Da noi è comune. Molte ville, la festa, suonano di colpi. Io ero, salvo la modestia, valentissimo; e tuttavia che ne parlo, mi pare di essere sbracciato, sudante sul piazzale, e respiro la sventata aria dei vent’anni. Oh allora ero felice! Ora...ora vi mando questi versi e un saluto di cuore.
Il vostro Aleardi.»
- ↑ [p. 337 modifica]Il Pastelo è il monte, alle falde del quale si distende al sole, Tempe veronese, la Valpolicella. Povera valle con le sue [p. 338 modifica]uve malate, coi bachi malati, cogli austriaci sani. - In un Carme che per ragioni amare non vedrà mai la luce, io dicea:
«. . . . . . . . . . povera valle!
Ella che un dì da le feconde chine
Là del Pastelo mi rendea sembianza
D’Itala Sulamitide, su letto
Di fiordalisi e di gaggìe posata;
Or mi parea mendica orfana scarna
Seduta in solitudine sui nudi
Marmi del monte, che chiedesse a Dio
La carità d’un grappolo, e d’un filo
Di seta. - E Dio gliela negava. - E il turpe
Alemanno venía caracollando
A rapinarle l’ultimo suo pane.»
Il Pastelo guarda a mattina la Valle di Fumane, e forma a sera, da Volargne a Rivoli combattuto, la parte più selvaggia e grandiosa della Chiusa dell’Adige. Dalla vetta a mano a mano scendendo verso mezzogiorno si trovano sul suo fianco il paesello di Monte, e quel di Mazzurega; qui, a forza di cavare strati di pietra pei lastrici delle venete città, v’ànno dei monti perforati in guisa che ti danno immagine di superbi e tenebrosi ipogei con vaste sale divise da enormi pilastri. Quivi nacque Bartolommeo Lorenzi, gentil poeta, che abbandonata la fugace gloria dello improvvisare, cantò in nobili ottave la Coltivazione dei monti. — Onesto prete, ei dorme accanto la sua alpestre chiesetta cinta di prati declivi. — Poi viene San Giorgio, dall’ardua e ingannevole salita chiamato Ingannapoltrone, bello di posto aereo, di lapidi romane, di monumenti longobardici; e giù alle pendici Gargagnago visitato da Dante. - Ma la poesia di questa terricciuola se la condusse via quasi tutta la Contessa Nina Sarego Allighieri il giorno che volse a Bologna, sposa al Gozzadini. - Poscia a occidente il mio bel Sant’Ambrogio; dove villeggiavi, e così presto, poverina, morivi, Musa delicata, Caterina Bon-Brenzoni, salendo a quei Cieli, che così splendidamente avevi cantati: e più discosto Castelrotto del mio illustre e infelice fratello d’anima e di studi, Cesare Betteloni; e più in là ancora Novare così caro al Pindemonti. — Paesetti tutti ricchi di marmi, lieti di vini, di frutta, di fiori; sacri a me per soavi e meste memorie.

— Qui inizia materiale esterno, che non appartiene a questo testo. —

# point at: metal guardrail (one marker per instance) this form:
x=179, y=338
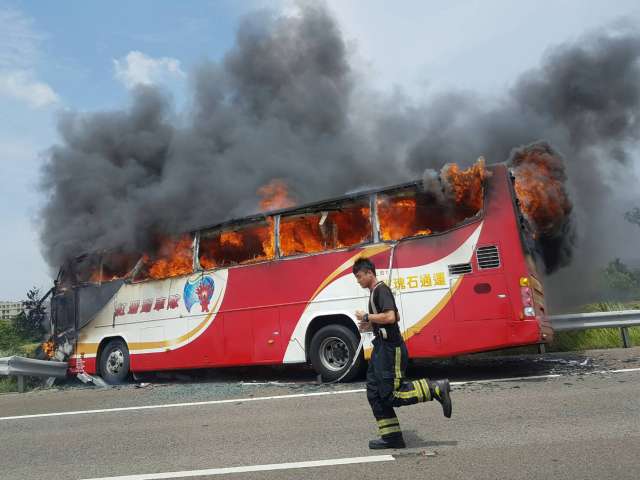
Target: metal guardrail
x=622, y=319
x=29, y=367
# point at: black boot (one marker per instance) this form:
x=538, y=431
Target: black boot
x=440, y=390
x=381, y=443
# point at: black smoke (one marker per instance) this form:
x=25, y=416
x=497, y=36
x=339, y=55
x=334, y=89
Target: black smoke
x=286, y=103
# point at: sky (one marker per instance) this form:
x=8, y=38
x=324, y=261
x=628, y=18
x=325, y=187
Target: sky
x=87, y=56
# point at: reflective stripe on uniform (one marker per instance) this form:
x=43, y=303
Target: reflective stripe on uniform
x=407, y=395
x=398, y=373
x=425, y=388
x=385, y=422
x=388, y=430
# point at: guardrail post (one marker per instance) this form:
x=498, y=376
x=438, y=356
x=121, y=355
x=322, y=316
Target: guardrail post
x=626, y=342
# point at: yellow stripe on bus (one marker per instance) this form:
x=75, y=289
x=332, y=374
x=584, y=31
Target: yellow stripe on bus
x=92, y=348
x=424, y=321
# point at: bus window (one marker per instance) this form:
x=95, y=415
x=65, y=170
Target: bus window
x=171, y=258
x=337, y=226
x=411, y=211
x=239, y=245
x=117, y=265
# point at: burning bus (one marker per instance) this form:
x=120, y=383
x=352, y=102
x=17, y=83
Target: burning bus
x=276, y=287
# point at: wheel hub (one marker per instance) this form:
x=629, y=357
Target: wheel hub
x=334, y=354
x=115, y=362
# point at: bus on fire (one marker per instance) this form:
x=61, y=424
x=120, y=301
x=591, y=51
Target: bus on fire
x=277, y=288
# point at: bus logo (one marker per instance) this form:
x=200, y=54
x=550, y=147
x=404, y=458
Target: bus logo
x=200, y=291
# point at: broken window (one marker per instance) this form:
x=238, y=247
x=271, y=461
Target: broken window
x=117, y=265
x=170, y=257
x=411, y=211
x=241, y=244
x=330, y=227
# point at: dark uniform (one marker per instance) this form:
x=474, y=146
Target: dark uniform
x=386, y=387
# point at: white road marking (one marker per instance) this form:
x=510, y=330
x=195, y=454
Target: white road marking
x=297, y=395
x=189, y=404
x=253, y=468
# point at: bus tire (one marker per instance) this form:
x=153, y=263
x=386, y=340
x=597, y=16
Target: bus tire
x=114, y=362
x=331, y=353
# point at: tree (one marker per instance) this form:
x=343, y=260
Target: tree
x=28, y=323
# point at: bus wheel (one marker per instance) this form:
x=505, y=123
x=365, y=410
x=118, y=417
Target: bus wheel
x=332, y=351
x=114, y=362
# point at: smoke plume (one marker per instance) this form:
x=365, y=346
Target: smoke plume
x=286, y=104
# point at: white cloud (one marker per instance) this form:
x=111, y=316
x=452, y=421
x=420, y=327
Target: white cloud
x=137, y=68
x=19, y=42
x=22, y=86
x=19, y=51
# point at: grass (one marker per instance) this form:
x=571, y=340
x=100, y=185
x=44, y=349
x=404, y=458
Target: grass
x=596, y=338
x=12, y=343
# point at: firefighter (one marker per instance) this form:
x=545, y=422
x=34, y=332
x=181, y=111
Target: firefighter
x=386, y=386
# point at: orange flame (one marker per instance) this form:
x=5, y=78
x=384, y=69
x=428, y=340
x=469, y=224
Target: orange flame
x=173, y=258
x=48, y=348
x=246, y=245
x=539, y=186
x=465, y=186
x=325, y=230
x=275, y=195
x=411, y=213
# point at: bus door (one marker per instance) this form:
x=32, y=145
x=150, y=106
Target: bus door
x=483, y=295
x=482, y=303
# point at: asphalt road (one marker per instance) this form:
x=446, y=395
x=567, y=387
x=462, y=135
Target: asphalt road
x=581, y=424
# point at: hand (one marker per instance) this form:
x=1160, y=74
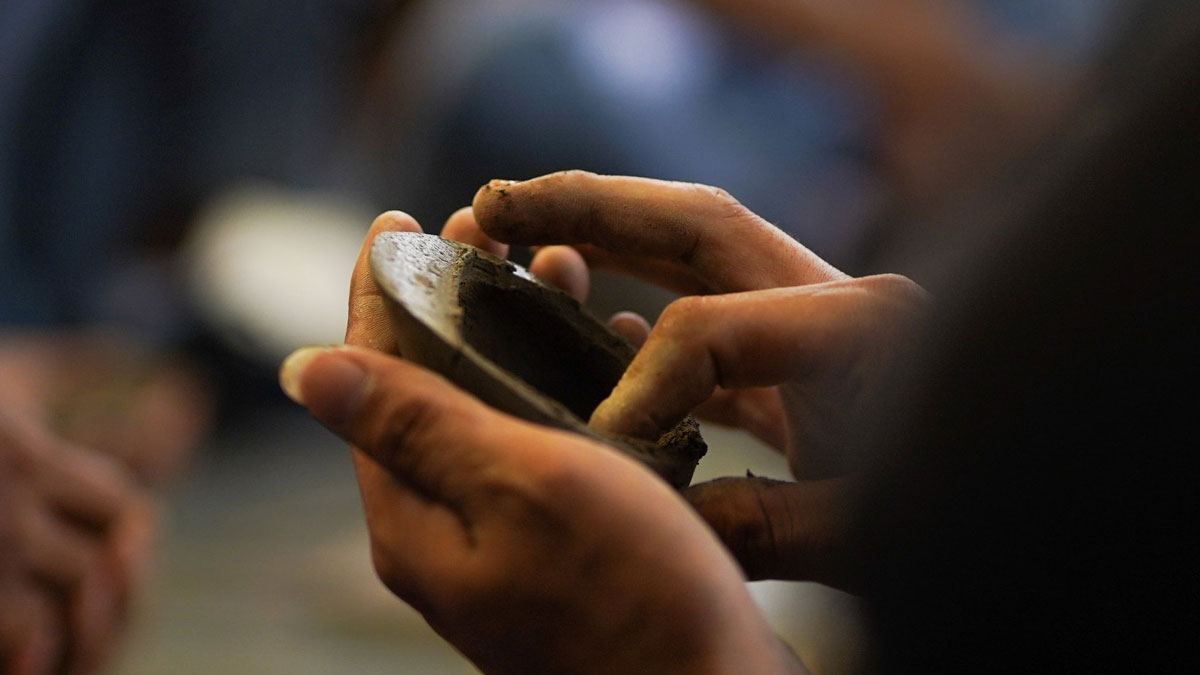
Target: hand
x=532, y=550
x=773, y=315
x=73, y=538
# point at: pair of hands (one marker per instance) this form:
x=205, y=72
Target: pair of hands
x=533, y=549
x=77, y=515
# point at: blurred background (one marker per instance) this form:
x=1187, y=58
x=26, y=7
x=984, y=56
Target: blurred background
x=185, y=185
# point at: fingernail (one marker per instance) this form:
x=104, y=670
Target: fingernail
x=327, y=381
x=293, y=369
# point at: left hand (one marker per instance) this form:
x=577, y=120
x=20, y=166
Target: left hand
x=531, y=549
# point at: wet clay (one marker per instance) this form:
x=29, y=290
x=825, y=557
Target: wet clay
x=515, y=342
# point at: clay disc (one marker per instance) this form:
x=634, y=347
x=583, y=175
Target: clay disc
x=514, y=341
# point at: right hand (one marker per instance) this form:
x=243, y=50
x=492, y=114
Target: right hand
x=766, y=320
x=73, y=539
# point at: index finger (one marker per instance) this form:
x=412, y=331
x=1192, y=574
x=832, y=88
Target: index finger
x=700, y=228
x=366, y=324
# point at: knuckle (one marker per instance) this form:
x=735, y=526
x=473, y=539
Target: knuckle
x=725, y=204
x=409, y=423
x=899, y=287
x=683, y=315
x=571, y=178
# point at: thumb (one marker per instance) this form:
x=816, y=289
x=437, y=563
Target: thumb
x=780, y=529
x=421, y=428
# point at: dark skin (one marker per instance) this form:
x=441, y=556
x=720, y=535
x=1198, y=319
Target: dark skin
x=498, y=530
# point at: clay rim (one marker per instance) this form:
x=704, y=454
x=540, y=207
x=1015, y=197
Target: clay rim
x=421, y=278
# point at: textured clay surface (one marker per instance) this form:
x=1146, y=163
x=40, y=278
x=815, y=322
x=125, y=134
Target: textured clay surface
x=515, y=342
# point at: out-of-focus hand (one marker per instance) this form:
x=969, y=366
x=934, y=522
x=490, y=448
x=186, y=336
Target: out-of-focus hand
x=103, y=390
x=953, y=94
x=767, y=326
x=75, y=532
x=531, y=549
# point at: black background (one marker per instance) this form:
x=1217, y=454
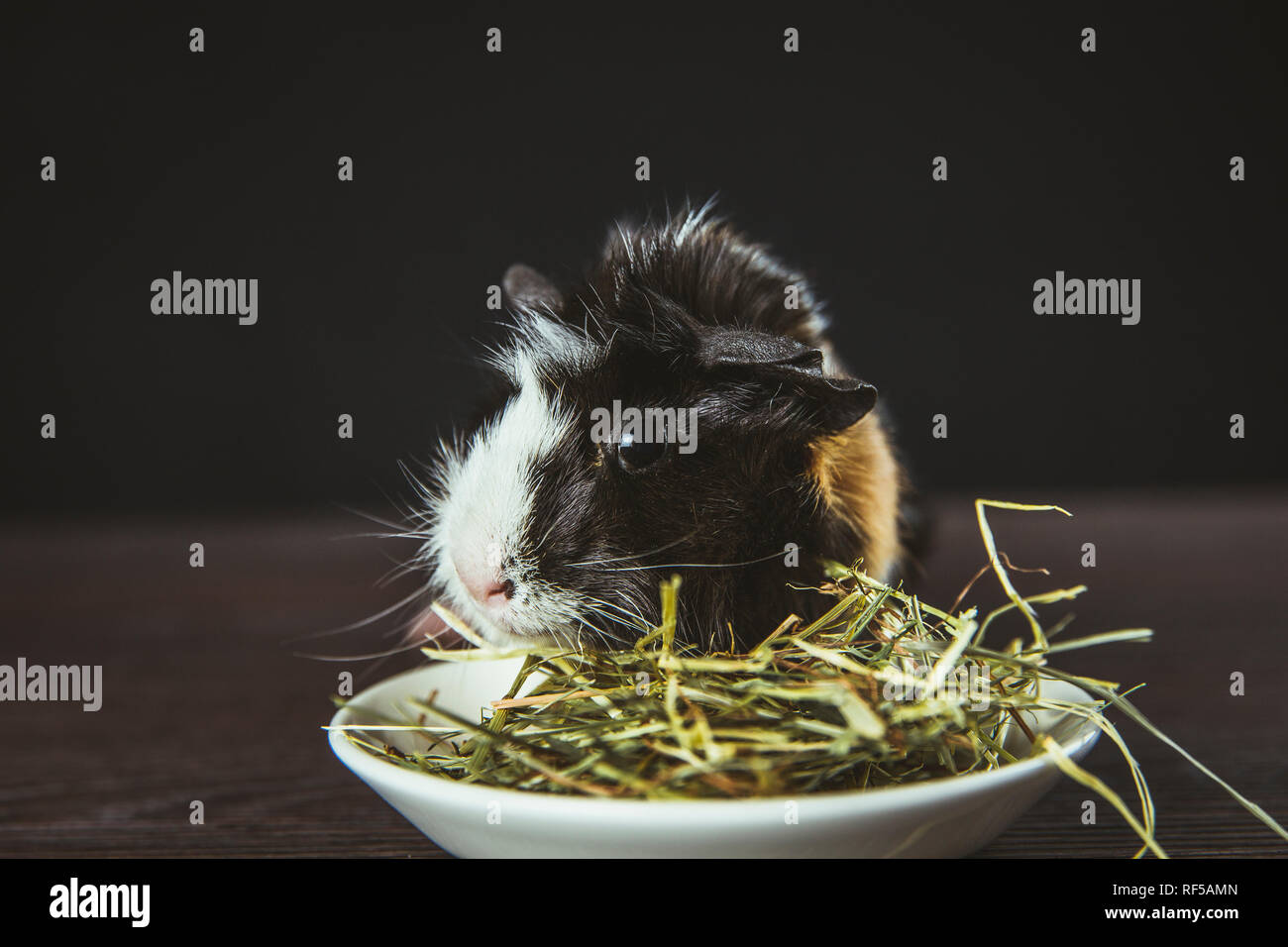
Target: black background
x=223, y=163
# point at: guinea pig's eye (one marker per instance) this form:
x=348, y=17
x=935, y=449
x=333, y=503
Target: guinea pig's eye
x=635, y=454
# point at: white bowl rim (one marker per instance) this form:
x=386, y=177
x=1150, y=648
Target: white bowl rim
x=876, y=799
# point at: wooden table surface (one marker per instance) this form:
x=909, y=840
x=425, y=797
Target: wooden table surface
x=202, y=701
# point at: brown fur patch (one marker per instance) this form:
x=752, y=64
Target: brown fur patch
x=861, y=482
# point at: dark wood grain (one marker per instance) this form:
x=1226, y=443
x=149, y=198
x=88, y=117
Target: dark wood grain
x=204, y=702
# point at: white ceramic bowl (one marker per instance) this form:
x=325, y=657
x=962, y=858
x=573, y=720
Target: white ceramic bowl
x=936, y=818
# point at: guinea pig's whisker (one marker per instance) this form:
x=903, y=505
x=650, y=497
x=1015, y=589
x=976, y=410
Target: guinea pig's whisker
x=636, y=556
x=635, y=616
x=600, y=612
x=356, y=625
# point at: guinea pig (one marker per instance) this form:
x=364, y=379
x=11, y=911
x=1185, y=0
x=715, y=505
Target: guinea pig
x=558, y=515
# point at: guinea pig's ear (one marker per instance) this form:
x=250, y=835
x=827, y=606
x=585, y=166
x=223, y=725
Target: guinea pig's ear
x=784, y=367
x=531, y=290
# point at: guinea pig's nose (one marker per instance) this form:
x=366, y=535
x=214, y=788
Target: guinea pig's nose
x=485, y=586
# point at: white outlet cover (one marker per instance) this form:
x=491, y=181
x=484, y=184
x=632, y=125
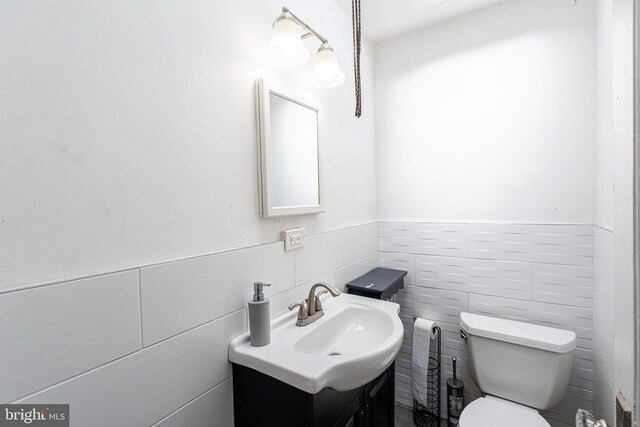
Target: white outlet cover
x=293, y=239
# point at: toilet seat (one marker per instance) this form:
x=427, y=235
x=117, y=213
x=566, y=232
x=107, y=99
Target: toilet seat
x=494, y=412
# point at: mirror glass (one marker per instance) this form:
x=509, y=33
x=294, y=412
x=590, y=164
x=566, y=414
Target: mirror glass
x=290, y=161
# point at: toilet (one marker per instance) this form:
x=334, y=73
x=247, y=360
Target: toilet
x=520, y=368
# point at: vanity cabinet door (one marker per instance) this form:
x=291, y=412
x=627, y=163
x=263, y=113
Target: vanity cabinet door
x=354, y=415
x=379, y=400
x=262, y=401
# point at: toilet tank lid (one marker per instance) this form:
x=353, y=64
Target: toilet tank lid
x=527, y=334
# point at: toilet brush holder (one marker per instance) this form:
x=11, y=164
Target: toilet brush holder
x=429, y=415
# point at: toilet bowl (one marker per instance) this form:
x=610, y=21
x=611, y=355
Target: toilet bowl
x=520, y=368
x=491, y=411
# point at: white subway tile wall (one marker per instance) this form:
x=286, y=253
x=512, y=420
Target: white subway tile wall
x=149, y=346
x=541, y=274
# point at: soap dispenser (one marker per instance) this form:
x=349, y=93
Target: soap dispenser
x=259, y=318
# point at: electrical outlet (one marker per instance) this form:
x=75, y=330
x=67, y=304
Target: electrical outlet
x=293, y=239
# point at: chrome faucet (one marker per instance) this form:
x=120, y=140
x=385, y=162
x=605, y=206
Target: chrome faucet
x=313, y=309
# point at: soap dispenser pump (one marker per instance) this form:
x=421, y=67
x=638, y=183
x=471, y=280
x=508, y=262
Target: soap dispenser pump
x=259, y=317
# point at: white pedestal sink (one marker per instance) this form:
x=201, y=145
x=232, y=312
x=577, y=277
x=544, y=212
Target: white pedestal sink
x=354, y=342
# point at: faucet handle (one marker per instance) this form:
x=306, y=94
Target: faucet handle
x=318, y=302
x=302, y=311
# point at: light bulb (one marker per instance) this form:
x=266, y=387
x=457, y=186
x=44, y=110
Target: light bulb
x=286, y=49
x=326, y=72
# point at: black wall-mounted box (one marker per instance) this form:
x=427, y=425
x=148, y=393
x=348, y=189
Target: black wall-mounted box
x=379, y=283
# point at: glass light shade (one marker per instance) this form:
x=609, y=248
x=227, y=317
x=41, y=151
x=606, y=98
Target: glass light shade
x=286, y=49
x=326, y=72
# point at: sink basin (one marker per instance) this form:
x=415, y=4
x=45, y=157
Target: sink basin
x=354, y=342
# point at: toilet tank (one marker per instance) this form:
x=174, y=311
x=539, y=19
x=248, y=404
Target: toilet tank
x=517, y=361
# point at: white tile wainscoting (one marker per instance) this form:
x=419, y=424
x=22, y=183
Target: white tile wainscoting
x=539, y=273
x=155, y=337
x=148, y=346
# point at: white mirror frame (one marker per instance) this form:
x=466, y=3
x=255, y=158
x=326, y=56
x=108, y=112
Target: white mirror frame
x=265, y=160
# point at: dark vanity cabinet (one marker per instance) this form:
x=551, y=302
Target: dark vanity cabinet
x=262, y=401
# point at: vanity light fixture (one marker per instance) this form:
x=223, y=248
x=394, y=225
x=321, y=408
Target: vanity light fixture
x=287, y=51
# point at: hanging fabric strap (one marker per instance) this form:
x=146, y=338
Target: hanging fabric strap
x=357, y=42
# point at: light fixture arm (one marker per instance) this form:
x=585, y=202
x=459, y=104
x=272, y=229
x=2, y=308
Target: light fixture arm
x=310, y=31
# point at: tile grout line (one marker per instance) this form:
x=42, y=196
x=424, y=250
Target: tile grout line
x=140, y=307
x=118, y=359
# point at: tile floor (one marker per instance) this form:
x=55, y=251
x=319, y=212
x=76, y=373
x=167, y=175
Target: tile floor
x=404, y=417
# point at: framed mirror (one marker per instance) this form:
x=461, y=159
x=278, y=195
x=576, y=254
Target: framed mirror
x=289, y=151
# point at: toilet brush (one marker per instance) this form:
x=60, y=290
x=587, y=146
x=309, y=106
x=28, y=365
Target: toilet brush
x=455, y=397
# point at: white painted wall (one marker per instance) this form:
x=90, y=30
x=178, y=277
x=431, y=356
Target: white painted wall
x=623, y=196
x=127, y=132
x=604, y=114
x=480, y=121
x=603, y=280
x=128, y=138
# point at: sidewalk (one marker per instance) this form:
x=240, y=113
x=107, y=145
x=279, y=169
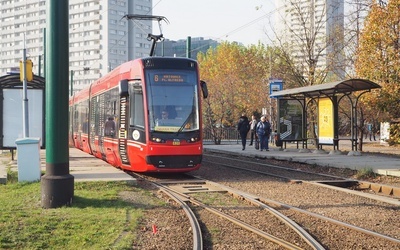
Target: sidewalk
x=384, y=160
x=82, y=166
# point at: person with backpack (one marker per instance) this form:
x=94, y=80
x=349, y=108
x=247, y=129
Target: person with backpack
x=243, y=128
x=263, y=131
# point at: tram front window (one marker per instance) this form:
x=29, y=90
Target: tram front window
x=173, y=101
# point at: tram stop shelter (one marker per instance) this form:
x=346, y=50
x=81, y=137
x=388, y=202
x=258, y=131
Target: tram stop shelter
x=11, y=124
x=292, y=111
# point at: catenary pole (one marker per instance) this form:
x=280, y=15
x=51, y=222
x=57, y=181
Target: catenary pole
x=57, y=184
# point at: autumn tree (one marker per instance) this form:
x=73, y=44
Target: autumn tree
x=237, y=79
x=378, y=57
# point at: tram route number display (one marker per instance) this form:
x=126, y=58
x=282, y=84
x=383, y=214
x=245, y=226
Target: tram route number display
x=169, y=78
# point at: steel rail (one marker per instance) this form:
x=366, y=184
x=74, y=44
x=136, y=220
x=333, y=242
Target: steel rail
x=315, y=215
x=300, y=231
x=197, y=236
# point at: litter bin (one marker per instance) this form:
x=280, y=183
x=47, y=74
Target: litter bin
x=28, y=159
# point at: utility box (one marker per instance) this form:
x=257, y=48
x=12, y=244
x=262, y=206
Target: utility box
x=28, y=160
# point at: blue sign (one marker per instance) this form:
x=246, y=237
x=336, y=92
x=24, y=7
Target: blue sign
x=275, y=86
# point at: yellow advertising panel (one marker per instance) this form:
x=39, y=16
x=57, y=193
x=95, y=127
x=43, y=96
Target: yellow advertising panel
x=325, y=121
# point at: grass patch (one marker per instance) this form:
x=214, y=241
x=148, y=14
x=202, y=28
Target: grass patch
x=365, y=173
x=99, y=217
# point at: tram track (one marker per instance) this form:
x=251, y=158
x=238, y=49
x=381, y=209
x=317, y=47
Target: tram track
x=380, y=192
x=180, y=190
x=185, y=191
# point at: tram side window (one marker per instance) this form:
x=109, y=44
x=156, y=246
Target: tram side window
x=110, y=113
x=136, y=118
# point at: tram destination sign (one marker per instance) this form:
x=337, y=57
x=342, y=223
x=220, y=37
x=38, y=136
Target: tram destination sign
x=169, y=78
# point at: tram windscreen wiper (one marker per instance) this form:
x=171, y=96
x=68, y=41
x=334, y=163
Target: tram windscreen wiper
x=186, y=121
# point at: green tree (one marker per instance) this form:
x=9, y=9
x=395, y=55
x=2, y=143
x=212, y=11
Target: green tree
x=378, y=57
x=237, y=79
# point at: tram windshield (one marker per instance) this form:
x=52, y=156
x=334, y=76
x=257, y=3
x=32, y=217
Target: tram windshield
x=173, y=100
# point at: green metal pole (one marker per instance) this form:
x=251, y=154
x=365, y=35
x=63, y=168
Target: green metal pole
x=57, y=184
x=72, y=82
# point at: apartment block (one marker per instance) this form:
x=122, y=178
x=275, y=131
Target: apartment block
x=99, y=37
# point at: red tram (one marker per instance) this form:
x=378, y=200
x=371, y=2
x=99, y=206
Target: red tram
x=122, y=117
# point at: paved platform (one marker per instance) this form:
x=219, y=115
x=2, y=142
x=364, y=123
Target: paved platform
x=382, y=159
x=82, y=166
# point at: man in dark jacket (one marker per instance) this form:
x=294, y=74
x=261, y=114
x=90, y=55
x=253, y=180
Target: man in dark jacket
x=243, y=128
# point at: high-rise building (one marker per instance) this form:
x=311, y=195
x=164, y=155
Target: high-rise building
x=99, y=37
x=313, y=30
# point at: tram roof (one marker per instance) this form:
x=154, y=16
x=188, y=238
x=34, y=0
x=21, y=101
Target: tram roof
x=13, y=81
x=328, y=89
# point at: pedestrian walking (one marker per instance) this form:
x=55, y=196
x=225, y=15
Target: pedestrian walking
x=253, y=124
x=263, y=131
x=243, y=128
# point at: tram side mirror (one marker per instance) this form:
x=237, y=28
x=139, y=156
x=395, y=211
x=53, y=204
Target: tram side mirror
x=204, y=89
x=123, y=88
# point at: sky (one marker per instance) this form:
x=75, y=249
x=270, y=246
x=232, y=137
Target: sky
x=244, y=21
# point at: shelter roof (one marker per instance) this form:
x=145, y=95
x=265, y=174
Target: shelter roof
x=14, y=81
x=328, y=89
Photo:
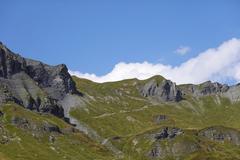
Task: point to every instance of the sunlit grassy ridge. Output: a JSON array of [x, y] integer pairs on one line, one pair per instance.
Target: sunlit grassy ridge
[[117, 111]]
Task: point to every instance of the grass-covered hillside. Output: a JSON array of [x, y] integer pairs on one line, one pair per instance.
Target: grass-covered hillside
[[197, 127], [128, 120], [25, 135]]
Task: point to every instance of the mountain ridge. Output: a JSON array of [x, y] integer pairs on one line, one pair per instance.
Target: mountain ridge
[[70, 117]]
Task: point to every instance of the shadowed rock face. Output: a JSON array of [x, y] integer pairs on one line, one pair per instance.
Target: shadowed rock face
[[33, 84], [207, 88], [162, 91]]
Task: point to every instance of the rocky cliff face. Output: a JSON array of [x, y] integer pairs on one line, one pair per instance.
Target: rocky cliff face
[[33, 84]]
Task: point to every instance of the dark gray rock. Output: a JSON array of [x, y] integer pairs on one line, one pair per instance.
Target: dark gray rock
[[159, 118], [33, 84], [168, 133], [164, 91], [205, 89]]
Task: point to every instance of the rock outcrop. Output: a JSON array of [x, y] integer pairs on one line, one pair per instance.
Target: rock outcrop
[[162, 91], [33, 84], [206, 88]]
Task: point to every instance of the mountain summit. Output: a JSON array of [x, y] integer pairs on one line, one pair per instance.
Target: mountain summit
[[47, 114]]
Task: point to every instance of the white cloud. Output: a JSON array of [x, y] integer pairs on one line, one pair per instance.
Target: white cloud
[[216, 64], [182, 50]]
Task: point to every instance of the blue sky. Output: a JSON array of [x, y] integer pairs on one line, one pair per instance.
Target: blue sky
[[93, 36]]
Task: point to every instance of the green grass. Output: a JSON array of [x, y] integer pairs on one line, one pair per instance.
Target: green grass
[[23, 145], [117, 109]]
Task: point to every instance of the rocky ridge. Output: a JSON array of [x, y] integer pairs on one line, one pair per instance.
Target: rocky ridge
[[33, 84]]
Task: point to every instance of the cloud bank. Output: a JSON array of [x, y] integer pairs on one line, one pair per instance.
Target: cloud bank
[[182, 50], [217, 64]]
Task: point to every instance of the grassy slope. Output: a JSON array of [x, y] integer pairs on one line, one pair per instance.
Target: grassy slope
[[22, 143], [118, 110]]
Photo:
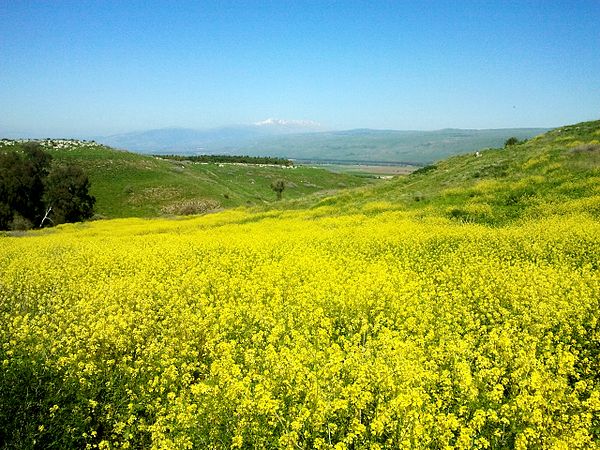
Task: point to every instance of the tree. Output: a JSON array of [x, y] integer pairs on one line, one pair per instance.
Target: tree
[[22, 183], [66, 195], [278, 186]]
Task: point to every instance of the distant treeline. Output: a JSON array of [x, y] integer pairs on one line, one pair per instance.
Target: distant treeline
[[230, 159]]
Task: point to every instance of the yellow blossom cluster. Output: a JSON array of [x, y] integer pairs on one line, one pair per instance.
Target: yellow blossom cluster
[[302, 330]]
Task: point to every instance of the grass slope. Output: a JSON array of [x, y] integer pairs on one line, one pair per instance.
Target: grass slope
[[131, 185], [390, 317], [554, 173]]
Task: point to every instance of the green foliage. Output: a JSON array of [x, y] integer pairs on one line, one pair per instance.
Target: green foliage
[[22, 183], [278, 186], [33, 191], [511, 141], [127, 184], [67, 193]]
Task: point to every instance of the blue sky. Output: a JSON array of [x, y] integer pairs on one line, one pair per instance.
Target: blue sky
[[84, 68]]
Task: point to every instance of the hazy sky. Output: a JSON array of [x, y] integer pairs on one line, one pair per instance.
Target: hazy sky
[[83, 68]]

Questa pare la valle dei poeti.
- ↑ [p. 338 modifica]Ognun conosce i selvaggi macelli di Galizia provocati dalla politica iniquamente ipocrita dell’Austria. Il giuoco istesso dello aizzare il villano contro il signore, volea, la scellerata, tentare nelle nostre bande: ma la non bestiale indole de’ nostri campagnoli sventò la trama bestiale.